Not being stupid is easier than being smart. Is it better than having a good scouting strategy?

August 5, 2013

I just came across an interesting blog post about decision making at a blog called Sabermetric Research.  Phil Birnbaum, makes the case that in a decisions like the MLB draft, it is better to not be stupid than it is to be smart.  By easier, my interpretation is that he means that there is more potential net-benefit in having some insight that helps you avoid picking a player that others might rate highly than it is spotting an overlooked superstar.

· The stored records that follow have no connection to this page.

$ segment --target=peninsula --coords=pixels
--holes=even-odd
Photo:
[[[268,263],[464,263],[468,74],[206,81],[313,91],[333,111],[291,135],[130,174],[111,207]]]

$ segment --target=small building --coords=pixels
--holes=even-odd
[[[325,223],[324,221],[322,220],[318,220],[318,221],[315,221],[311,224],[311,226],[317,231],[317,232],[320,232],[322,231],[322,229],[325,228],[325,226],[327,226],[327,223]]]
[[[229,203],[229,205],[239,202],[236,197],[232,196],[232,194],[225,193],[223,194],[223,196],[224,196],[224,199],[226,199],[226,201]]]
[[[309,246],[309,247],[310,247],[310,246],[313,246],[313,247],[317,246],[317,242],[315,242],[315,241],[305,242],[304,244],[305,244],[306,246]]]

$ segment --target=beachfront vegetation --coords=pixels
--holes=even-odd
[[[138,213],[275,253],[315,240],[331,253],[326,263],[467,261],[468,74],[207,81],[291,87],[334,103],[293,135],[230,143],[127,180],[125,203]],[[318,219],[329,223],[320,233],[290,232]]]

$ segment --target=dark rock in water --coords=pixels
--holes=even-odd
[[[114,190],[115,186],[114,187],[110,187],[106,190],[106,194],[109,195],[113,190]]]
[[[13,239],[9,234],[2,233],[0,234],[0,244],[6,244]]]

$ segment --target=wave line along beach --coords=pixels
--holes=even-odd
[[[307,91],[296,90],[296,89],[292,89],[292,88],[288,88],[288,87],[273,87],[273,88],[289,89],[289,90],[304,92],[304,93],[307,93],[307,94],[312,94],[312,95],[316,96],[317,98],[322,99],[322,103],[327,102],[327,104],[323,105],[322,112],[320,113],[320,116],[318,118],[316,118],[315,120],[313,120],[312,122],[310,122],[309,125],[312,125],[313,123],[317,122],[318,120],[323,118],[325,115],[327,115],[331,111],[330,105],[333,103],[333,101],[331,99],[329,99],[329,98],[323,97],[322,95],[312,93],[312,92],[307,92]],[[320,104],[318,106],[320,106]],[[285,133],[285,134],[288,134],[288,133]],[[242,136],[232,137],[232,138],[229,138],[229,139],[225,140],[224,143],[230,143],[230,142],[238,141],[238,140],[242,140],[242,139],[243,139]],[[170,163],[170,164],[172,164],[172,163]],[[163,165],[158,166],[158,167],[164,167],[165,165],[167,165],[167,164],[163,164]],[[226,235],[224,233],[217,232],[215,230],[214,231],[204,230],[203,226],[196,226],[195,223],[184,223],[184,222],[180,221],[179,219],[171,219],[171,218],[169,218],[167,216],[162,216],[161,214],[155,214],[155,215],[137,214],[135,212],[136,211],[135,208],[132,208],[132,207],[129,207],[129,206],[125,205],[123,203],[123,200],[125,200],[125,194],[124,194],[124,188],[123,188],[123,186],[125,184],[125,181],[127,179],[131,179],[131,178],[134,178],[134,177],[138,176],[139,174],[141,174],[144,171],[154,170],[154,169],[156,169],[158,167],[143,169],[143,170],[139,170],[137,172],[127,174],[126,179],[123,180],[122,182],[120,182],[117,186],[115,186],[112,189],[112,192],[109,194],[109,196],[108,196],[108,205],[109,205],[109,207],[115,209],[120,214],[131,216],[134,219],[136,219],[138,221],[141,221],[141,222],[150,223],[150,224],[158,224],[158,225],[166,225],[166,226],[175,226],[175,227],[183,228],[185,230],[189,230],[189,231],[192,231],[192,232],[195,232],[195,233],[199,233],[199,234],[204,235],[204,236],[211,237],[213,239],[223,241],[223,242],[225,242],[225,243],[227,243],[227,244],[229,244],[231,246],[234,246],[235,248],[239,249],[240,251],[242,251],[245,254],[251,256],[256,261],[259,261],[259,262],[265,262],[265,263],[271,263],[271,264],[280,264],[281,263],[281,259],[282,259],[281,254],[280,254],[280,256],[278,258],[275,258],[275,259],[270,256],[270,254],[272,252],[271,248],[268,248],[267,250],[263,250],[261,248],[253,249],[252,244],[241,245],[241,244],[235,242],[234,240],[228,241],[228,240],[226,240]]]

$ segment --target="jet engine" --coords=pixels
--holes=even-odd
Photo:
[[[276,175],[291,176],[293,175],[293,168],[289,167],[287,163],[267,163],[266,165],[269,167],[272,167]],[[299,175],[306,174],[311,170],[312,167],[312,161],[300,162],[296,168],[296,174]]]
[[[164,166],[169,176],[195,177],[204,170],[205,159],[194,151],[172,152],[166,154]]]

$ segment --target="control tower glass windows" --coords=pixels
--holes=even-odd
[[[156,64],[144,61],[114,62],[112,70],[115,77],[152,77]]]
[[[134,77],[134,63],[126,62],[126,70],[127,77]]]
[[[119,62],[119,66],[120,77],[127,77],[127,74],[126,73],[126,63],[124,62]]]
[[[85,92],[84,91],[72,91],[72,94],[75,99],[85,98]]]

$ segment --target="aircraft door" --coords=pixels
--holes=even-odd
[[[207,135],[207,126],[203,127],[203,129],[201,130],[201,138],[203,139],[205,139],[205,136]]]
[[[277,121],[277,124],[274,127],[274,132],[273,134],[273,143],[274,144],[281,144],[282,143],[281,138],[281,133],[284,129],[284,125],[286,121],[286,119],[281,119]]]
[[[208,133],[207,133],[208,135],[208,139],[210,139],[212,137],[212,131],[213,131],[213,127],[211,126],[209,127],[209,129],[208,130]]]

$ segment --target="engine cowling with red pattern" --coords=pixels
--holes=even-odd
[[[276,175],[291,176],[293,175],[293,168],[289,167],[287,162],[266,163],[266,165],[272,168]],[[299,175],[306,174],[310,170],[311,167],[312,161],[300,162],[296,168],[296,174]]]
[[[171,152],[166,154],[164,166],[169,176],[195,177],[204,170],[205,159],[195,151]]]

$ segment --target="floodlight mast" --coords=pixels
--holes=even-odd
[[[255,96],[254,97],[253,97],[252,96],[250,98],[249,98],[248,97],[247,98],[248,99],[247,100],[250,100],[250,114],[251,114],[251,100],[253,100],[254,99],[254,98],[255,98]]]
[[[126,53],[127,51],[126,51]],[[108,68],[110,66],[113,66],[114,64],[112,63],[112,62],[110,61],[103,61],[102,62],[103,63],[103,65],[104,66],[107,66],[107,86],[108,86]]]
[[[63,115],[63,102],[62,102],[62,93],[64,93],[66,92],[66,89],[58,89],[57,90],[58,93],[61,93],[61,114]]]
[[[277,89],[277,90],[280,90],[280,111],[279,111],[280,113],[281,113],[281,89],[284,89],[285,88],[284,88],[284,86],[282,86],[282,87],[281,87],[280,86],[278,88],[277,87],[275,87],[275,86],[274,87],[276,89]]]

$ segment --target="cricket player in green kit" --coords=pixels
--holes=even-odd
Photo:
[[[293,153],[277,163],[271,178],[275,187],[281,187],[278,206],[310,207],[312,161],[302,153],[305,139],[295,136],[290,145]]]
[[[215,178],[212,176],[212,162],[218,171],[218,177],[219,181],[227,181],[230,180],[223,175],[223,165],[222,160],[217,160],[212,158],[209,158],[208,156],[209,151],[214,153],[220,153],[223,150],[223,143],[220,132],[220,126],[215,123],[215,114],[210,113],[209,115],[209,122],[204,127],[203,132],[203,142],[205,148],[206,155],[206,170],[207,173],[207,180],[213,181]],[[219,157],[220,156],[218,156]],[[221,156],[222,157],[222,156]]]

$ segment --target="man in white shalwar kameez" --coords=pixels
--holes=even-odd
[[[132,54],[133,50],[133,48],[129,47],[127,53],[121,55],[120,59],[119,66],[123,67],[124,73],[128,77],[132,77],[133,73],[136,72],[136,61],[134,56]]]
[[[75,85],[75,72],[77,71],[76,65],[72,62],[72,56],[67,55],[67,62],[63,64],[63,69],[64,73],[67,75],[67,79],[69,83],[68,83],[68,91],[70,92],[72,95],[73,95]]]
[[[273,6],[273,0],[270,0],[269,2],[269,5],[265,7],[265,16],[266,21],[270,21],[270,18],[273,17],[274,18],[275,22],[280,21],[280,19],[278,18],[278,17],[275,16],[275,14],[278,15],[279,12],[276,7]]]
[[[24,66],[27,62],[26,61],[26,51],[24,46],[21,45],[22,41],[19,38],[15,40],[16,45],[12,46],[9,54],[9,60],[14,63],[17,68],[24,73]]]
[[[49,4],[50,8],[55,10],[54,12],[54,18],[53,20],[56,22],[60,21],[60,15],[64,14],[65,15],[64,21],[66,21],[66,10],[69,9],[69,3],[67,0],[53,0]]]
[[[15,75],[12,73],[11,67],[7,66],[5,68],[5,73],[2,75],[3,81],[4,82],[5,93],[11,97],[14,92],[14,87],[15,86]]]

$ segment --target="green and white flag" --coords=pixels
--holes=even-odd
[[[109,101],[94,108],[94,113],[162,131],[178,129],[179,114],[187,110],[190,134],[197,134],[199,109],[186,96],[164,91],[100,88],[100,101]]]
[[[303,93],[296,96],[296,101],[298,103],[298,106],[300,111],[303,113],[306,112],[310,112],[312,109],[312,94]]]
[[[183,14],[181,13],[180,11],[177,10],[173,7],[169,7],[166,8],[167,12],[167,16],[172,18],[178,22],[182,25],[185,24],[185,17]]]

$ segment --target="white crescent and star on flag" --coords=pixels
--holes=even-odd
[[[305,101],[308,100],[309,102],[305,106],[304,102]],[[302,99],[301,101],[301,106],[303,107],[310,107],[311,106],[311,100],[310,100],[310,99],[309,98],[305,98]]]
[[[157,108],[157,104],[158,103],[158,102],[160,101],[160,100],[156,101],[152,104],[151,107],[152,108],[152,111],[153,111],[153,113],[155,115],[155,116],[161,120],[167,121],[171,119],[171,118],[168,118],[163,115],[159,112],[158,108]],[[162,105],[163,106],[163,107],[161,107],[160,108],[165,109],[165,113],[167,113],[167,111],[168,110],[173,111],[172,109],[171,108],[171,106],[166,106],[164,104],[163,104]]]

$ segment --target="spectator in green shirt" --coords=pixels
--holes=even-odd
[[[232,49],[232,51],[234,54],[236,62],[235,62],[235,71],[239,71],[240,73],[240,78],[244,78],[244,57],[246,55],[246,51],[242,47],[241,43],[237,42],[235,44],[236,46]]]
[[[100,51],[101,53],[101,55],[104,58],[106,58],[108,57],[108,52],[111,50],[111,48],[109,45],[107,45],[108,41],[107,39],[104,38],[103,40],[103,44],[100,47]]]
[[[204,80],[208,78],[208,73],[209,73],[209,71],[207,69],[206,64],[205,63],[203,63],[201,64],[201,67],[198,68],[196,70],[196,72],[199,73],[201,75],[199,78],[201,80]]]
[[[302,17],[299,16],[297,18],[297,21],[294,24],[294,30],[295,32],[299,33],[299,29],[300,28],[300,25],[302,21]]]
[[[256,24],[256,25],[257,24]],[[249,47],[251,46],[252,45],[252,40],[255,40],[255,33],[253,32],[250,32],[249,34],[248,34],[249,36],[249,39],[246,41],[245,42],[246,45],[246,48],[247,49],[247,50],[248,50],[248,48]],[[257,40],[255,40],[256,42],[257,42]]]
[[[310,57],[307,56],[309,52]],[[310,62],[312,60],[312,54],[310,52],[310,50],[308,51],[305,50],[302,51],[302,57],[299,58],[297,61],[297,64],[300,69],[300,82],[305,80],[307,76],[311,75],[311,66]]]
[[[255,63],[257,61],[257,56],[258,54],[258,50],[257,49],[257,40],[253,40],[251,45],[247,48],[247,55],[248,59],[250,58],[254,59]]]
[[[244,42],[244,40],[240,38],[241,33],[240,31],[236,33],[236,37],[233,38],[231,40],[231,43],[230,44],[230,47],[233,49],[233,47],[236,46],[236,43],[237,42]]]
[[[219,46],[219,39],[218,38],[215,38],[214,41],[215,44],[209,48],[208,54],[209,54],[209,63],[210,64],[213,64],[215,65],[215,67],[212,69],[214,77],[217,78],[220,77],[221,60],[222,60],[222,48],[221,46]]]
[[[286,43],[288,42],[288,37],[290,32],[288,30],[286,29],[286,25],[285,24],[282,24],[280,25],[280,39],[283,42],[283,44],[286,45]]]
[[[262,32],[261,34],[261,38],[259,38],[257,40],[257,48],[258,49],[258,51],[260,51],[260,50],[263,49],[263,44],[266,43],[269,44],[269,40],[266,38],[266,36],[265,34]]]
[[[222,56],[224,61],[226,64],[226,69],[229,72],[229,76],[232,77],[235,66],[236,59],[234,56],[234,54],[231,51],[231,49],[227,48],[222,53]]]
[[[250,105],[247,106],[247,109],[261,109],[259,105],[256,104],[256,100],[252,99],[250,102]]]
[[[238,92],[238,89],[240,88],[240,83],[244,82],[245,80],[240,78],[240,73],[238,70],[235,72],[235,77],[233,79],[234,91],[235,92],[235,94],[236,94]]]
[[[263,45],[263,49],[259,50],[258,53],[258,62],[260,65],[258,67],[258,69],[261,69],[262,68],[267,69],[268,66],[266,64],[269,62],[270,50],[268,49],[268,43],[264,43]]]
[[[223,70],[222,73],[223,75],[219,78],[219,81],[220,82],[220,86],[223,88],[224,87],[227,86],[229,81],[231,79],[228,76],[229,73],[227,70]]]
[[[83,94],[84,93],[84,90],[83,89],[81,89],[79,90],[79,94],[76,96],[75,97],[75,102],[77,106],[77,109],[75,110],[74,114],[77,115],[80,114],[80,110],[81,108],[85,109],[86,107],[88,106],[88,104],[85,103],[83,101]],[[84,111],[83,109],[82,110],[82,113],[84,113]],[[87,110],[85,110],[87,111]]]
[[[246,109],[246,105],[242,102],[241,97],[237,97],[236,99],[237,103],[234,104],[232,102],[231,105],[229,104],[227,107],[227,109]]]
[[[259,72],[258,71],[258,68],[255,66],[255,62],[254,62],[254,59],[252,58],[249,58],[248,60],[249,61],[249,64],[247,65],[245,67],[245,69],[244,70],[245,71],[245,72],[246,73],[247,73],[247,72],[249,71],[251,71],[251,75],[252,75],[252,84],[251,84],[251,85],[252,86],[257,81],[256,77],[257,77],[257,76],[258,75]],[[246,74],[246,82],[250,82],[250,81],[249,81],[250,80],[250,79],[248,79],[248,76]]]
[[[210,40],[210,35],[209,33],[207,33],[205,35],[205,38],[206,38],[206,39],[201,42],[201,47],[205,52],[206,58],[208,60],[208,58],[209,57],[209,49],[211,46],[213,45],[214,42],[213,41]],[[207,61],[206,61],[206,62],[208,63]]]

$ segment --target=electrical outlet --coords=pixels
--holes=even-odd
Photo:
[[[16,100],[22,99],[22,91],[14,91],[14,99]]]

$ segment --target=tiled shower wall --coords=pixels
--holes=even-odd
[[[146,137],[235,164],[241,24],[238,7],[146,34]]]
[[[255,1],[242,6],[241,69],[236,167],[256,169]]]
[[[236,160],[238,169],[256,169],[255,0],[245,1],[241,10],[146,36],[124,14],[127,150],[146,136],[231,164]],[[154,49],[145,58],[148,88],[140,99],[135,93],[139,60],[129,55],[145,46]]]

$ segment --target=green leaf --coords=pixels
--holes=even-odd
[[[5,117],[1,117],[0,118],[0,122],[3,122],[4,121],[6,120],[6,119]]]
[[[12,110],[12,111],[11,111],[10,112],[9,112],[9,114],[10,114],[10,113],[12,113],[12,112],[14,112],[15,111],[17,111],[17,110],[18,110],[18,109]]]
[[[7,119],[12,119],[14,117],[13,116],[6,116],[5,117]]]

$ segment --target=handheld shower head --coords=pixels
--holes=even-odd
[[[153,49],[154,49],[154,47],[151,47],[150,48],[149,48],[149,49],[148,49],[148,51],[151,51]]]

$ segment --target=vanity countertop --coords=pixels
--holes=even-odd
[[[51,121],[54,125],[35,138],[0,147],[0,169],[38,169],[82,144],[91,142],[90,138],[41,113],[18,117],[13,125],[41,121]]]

The example is that, your MLB team scouts two players prior to the draft and comes to the conclusion that one hot prospect, lets call him A-Lemon, is not as good as his ranking and another player, Hot-Rod, is better than he is ranked.  Many other teams have scouted these players and some teams are probably about as good as your team in judging talent.  When it is your turn to draft a player, do you get more advantage by knowing that A-Lemon) is a dud than by knowing Hot-Rod is a hidden gem?  The author’s logic behind the reason that avoiding the stupid decision (drafting A-Lemon) is better than picking the hidden gem (Hot-Rod) is a little fuzzy but it is tied up in the fact that the competition is doing scouting as well so you won’t be the only one thinking about drafting Hot-Rod – someone else may grab him –  but by doing nothing, you add value by keeping A-Lemon off your team.  There is something like an efficient market hypothesis here except, in this case, you assume that there are always some smart teams that reach the right scouting conclusion and some stupid teams that reach the wrong conclusion.

My opinion is that the real reason that this makes sense is that one fatal flaw is enough to kill an investment into a player (or in our case a company).  Not all flaws are fatal but, find the fatal flaw and you can walk away.

Look, VC investing is not the MLB draft.  We don’t all look at the same deals to build our portfolio and our portfolios don’t play each other.  We succeed or fail pretty much independently of the other VC’s (we are actually more likely to win when other VC’s win).  However, this got me thinking about the value of avoiding stupid decisions (passing on bad deals) versus making smart ones versus deal flow.  Specifically:

1. One way to make smarter decisions is draft deals that others have rated lower for what is clearly the wrong reason. Many Boston or Silicon Valley (BSV) funds rate deals that are outside of BSV lower just because of location.  The trap for the mid-continent VC is that there are both important and unimportant reasons for this.  The important reasons are that local access to talent, strategic partners, mentors, additional capital can be huge advantages. Sometimes a mid-continent company will get crushed by the talent and capital available to a BSV based company.  However, this does not have to always be the case, especially if the VC can bring some of those resources to the table or manage the company is way that is more appropriate to its location.  The unimportant reason for a BSV VC firm to pass on a deal include the simple fact that it is harder work to manage an investment farther away from home perhaps in a city to which he doesn’t already travel.  For the VC’s active in that geography or willing to do the hard work, finding a overlooked investment opportunity is entirely possible and can be the smart, proactive decision.

2. The way to make stupider decisions is to “draft” deals where there are a lot of smart, deep pocketed, brand named VC’s.  That’s why I don’t even look at companies coming out of BSV.  Of course, I don’t assume that the VC’s there are ALL smart, only that enough of them are going to be smart enough to grab up the better deals.  I think that this is supported by the data – we have not seen any mid-continent VC firms succeed with the strategy of leading or joining in syndicates for BSV deals.

For investment decisions, I come out the opposite of the blogger; for venture investments in the mid-continent, it is better to find the underrated startup or, better yet, the undiscovered startup.  In the middle of the country, VCs win by scouting new territory for world class deals not hunting the same deals as the funds in Boston or Silicon Valley.